小ゑん落語ハンダ付け
池袋演芸場で「小ゑん落語ハンダ付け 小ゑん・彦いち二人会」を観ました。どんぶらこっこ共同開催ということで、柳家小ゑん師匠と林家彦いち師匠が新作を2席ずつ、開口一番の貫いちさんも、二ツ目枠として出演したやま彦さんも新作と、新作尽くしのたっぷりの3時間だった。

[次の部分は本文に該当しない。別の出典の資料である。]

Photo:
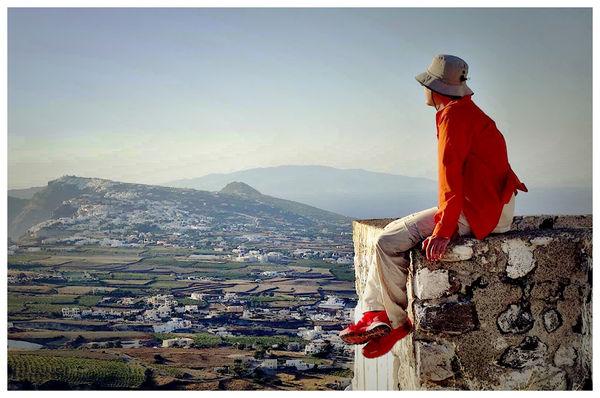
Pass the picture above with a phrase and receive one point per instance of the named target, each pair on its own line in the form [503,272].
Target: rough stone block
[510,312]
[431,284]
[447,317]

「ZIN―仁―」春風亭貫いち/オープニングトーク 小ゑん×彦いち/「ねこちぐら」林家やま彦/「舞番号」林家彦いち/「いぼめい」柳家小ゑん/中入り/「夢のまつり」林家彦いち/「トニノリ」柳家小ゑん
彦いち師匠の一席目「舞番号」は、マイナンバー制度が定着した近未来の噺。何もかもが紐づけされた世の中に反抗し、もみじ亭どんぐりは寄席芸人としての生き様を見せてやる!と、マイナンバーを削除してしまうが…。クレジットカードは使えないし、ライフラインは止められ、SNSには追悼コメントが寄せられている。寄席に行って挨拶しても無視され、自分の出番には代演が立てられていて、存在そのものが消滅しているという…。自分の行動や情報がすべて監視され管理されている社会の恐怖みたいなものを感じた。

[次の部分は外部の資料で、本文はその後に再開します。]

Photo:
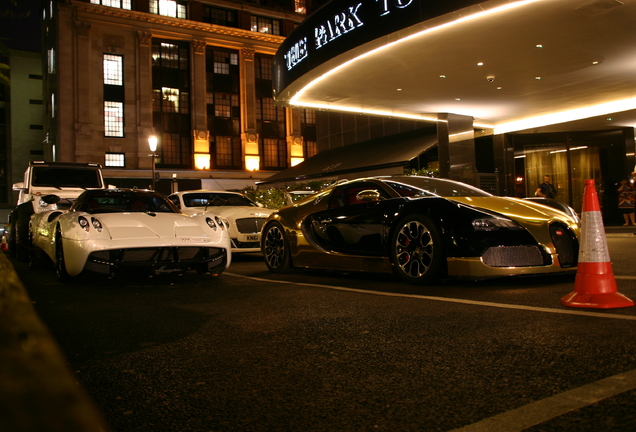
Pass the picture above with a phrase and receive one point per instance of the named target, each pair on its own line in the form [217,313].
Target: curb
[38,391]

二席目は「夢のまつり」。3月のSWAクリエイティブツアーでネタ卸しした作品だが、練り直しを何度かしているのであろう、さらにわかりやすく、面白い高座に仕上がっていた。休日にはゆっくりと寝て、いつも途中で終わってしまう夢の続きを見てみたい…。赤穂浪士として討ち入りに行く、そこで陣太鼓が鳴る。だが、その音がスマホの目覚まし機能の音となり、目が覚めてしまう。また寝直すが、スマホのSiri機能を使って、泉岳寺までの最短ルートを調べたり、赤穂浪士の口コミを検索したり…。現実と夢を行き来する様が面白い。ミッションインポッシブルのテーマに乗って、アクションで「時そば」や「芝浜」を表現して金を拵えるところは熱烈な落語ファンが多い客席を唸らせた。

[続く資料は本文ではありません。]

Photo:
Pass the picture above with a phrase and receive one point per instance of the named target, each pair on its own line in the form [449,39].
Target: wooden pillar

小ゑん師匠の一席目は「いぼめい」。去年の落語協会新作台本募集の優秀作品だ。僕は2月に鈴々舎馬るこ師匠の高座を配信で観たが、噺家によって演出が違って、とても興味深かった。入社試験面接に訪れた男が強烈な訛りで、本人によれば父親が転勤族で全国各地を渡り歩いてきたので、色々な方言が混ざってしまったとかで、何を喋っているのか皆目見当がつかない。それでも、面接官の上司と部下は懸命に理解しようするが…。実はこの男、有名なユーチューバーで、「激しい訛りで面接に行くとどのような対応をするか」で会社のランク付けをしていたという…。この創作の発想のセンスが実に現代にマッチしていて良いし、小ゑん師匠もその「激しい訛り」を熱演していて爆笑だった。
二席目は「トニノリ」。お得意の鉄道落語だ。山手線が103系という昔ながらの車輛で、そこにノスタルジーを感じる。戸袋窓が付いている車輛。毎日、目黒から池袋まで通勤しているタカハシさんが、その戸袋窓に挟まった磯の香りがプンプンする海苔が気になってしょうがない。とうとう有給休暇を取得して、その挟まった海苔を取り出そうと、奮戦するのだが…。山手線を15周もしてしまい、終いには蒲田止まりとなって、駅員さんに頼んで、その海苔を取り出してもらうという。自宅に戻って、海苔を火で炙り、炊き立てご飯の上に醤油をつけた焼き海苔を載せて食べるときの喜びたるや!なんだか、こっちまでお腹が鳴ってきた。